Aber jetzt sind die Freiheiten der Frauen höchst fragil.
Bei den Verhandlungen zwischen der afghanischen Regierung, den Taliban und damals noch US-Präsident Donald Trump in Doha und Moskau waren nur vier afghanische Frauen beteiligt- dafür je 21 Vertreter der Tabliban und der Regierung in Kabul. Dazu steigt jetzt auch durch den lockdown die Gewalt gegen Frauen. 90 Prozent der Afghaninnen haben laut Vereinten Nationen schon in ihrem Leben Gewalt erleben müssen. Vor allen in den Dorfgemeinschaften weit weg der großen Städte Kabul und Kandahar kommt es aktuell immer wieder zu Lynchmorden und zu Steinigungen. Das EVAW-Gesetz (end violence against women), das seit 2009 zum Schutz der Frauen verabschiedet wurde, wird längst nicht mehr eingehalten.

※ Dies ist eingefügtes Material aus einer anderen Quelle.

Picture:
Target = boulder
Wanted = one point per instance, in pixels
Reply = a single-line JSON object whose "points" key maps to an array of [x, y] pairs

Schon bei meinen Recherchen war ich erschüttert, wie viele Frauen in Afghanistan im Gefängnis sind. Die Hälfte von ihnen sind wegen sog. moralischer Verbrechen eingesperrt: Ehebruch zählt als Folge von Vergewaltigung, ebenso Zwangsprostitution, die meist vom Ehemann angeordnet wird.
Sicher: Heute gibt es sehr viele starke, mutige Frauen. Zum Beispiel Zarifa Ghafari, seit 2018 Bürgermeisterin von Maidan Shahr. Aber sie lebt mit Attentaten, Morddrohungen und öffentlicher Missgunst. Dafür erhielt sie 2020 den US-Preis für mutige Frauen. Zusammen mit sieben anderen Afghaninnen, die getötet worden waren: Journalistinnen, Polizistinnen, Hebammen. Opfer der neuen Welle von Gewalt.
Wenn es um Geschlechter-Gerechtigkeit geht, liegt Afghanistan auf Platz 153 von 160 Ländern.
20 Jahre nach der Entmachtung der Taliban werden unverändert rund 59 Prozent aller Mädchen unter 18 Jahren zwangsverheiratet, verkauft. Es wird nicht besser werden in dem schönen, harten Land am Hindukusch. Auch und gerade nicht für alle Frauen die Kinder gebären. Denn in keinem Land der Welt sterben mehr Frauen bei der Geburt: 1300 im letzten Jahr auf 100 000 Lebendgeburten. Bsp. Deutschland: 4-5 Fälle auf 100 000 Geburten. Mir ist Angst und Bang um die Frauen in Afghanistan.